Based on your system with 16GB RAM (16345480 kB MemTotal), your calculations are generally correct:

# For kernel.shmmax (80% of physical RAM)
16GB * 0.8 = 13.1GB → 4420419584 bytes (your value)

# For kernel.shmall (Total pages = shmmax/PAGE_SIZE)
Typically PAGE_SIZE=4096 → 4420419584/4096 = 1079204 (your value)
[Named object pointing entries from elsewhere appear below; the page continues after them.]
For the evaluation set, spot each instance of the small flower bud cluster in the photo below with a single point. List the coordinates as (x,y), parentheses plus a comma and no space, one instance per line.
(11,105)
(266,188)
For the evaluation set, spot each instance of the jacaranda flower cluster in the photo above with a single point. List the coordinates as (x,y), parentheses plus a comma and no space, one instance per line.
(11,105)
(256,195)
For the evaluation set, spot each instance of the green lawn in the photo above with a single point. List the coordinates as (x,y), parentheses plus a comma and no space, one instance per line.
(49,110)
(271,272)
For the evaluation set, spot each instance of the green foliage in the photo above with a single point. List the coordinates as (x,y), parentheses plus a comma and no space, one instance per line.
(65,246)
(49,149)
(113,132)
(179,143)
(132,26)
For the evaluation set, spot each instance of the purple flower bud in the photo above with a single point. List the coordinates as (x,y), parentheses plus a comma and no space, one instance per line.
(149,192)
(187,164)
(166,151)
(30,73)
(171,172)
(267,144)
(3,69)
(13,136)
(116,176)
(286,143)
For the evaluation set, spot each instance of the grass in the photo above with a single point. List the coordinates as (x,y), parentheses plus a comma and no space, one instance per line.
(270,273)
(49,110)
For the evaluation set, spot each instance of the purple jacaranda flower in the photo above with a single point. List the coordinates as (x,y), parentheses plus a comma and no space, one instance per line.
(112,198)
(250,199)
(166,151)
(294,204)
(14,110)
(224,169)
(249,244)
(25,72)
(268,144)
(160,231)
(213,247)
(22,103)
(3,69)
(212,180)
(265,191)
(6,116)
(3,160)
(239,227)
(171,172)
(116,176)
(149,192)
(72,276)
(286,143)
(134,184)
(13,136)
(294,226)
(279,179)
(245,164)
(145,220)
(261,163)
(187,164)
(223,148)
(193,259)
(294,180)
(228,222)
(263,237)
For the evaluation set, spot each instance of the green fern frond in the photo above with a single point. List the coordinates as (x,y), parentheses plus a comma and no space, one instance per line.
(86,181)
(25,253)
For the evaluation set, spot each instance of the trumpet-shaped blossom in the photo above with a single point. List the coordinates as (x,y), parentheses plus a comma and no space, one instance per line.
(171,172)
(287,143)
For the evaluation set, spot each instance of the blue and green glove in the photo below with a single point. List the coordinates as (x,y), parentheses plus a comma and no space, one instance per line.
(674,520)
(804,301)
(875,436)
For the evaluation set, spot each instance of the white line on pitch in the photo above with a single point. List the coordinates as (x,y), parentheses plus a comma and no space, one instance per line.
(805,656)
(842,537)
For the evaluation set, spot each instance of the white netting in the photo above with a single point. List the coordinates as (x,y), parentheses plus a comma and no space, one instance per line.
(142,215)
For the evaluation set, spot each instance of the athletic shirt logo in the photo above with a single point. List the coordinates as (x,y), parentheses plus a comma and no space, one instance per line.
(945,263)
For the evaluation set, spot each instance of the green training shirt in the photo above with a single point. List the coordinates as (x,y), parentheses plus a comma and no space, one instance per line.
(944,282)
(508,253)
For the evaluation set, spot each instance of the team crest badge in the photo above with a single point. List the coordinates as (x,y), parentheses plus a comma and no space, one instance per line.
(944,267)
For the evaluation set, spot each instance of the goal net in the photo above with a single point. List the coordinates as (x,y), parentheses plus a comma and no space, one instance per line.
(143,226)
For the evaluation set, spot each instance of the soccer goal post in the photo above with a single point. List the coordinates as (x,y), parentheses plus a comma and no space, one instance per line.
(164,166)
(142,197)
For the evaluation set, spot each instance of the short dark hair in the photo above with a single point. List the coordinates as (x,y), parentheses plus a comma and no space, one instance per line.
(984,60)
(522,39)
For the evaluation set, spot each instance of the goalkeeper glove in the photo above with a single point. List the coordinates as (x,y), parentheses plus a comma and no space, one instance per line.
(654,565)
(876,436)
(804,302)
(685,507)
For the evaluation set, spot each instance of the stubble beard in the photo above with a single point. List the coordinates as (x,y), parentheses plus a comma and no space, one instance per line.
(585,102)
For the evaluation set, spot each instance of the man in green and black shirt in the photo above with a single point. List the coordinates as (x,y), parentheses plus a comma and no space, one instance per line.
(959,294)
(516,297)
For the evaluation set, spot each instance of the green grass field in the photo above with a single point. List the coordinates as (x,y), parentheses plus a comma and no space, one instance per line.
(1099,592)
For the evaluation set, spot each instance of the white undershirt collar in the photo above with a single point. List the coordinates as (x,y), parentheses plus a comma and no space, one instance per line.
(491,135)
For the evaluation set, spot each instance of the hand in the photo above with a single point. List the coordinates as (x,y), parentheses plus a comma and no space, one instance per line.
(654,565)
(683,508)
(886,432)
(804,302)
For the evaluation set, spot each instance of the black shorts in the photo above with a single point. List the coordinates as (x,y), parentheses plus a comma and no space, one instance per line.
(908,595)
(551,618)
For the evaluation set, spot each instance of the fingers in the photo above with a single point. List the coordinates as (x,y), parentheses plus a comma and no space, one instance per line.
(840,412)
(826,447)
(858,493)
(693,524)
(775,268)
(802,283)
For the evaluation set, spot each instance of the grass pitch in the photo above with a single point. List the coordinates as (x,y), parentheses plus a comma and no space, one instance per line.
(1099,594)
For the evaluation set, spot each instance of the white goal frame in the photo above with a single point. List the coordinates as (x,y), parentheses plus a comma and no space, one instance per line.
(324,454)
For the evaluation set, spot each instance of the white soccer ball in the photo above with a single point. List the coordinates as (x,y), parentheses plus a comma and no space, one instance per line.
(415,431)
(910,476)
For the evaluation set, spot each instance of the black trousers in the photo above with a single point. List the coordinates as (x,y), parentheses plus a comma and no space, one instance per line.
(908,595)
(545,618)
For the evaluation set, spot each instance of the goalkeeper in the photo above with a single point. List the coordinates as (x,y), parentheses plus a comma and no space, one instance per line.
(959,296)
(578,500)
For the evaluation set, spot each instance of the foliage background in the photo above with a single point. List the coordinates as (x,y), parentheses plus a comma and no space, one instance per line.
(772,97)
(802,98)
Your PostgreSQL configuration looks reasonable, but consider these adjustments:

# More aggressive settings for write-heavy workloads
shared_buffers = 6GB            # Up to 25% of RAM for dedicated DB servers
wal_buffers = 16MB              # Default 8MB often too small
maintenance_work_mem = 512MB    # For VACUUM and CREATE INDEX
random_page_cost = 1.1          # For SSD storage

After applying changes, verify with these commands:

# Check current shared memory limits
cat /proc/sys/kernel/shmall
cat /proc/sys/kernel/shmmax

# PostgreSQL shared memory usage
SELECT pg_size_pretty(pg_shmem_allocations()::bigint);

For mission-critical systems, add these to /etc/sysctl.conf:

# Additional stability parameters
vm.swappiness = 1               # Reduce swapping tendency
vm.overcommit_memory = 2        # Strict memory allocation policy
vm.overcommit_ratio = 95        # Allow 95% of RAM for allocations

For systems handling 1000+ TPS:

# Increase system-wide semaphores
kernel.sem = 500 64000 200 1024
# SEMMNI SEMMSL SEMMNS SEMOPM

# PostgreSQL WAL configuration
wal_level = replica             # For replication setups
max_wal_senders = 8             # Allow multiple replicas
checkpoint_timeout = 15min      # Reduce I/O spikes

When configuring PostgreSQL on Linux systems, three critical kernel parameters require careful attention:

  • SHMMAX: Maximum size of a single shared memory segment (bytes)
  • SHMALL: Total available shared memory system-wide (pages)
  • SHMMNI: Maximum number of shared memory segments

For a system with 16GB RAM (16345480 kB as shown in your meminfo):

# Calculate SHMMAX (recommended: 50-70% of RAM)
SHMMAX = 16345480 kB * 50% = 8172740 kB → 8372906240 bytes

# Calculate SHMALL (total pages)
SHMALL = SHMMAX / page_size (typically 4096 bytes)
       = 8372906240 / 4096 ≈ 2044169 pages

The shared_buffers parameter in postgresql.conf directly affects shared memory requirements:

# Recommended calculation:
shared_buffers = 25% of RAM (for dedicated DB servers)
               = 0.25 * 16345480 kB ≈ 4GB (as you've configured)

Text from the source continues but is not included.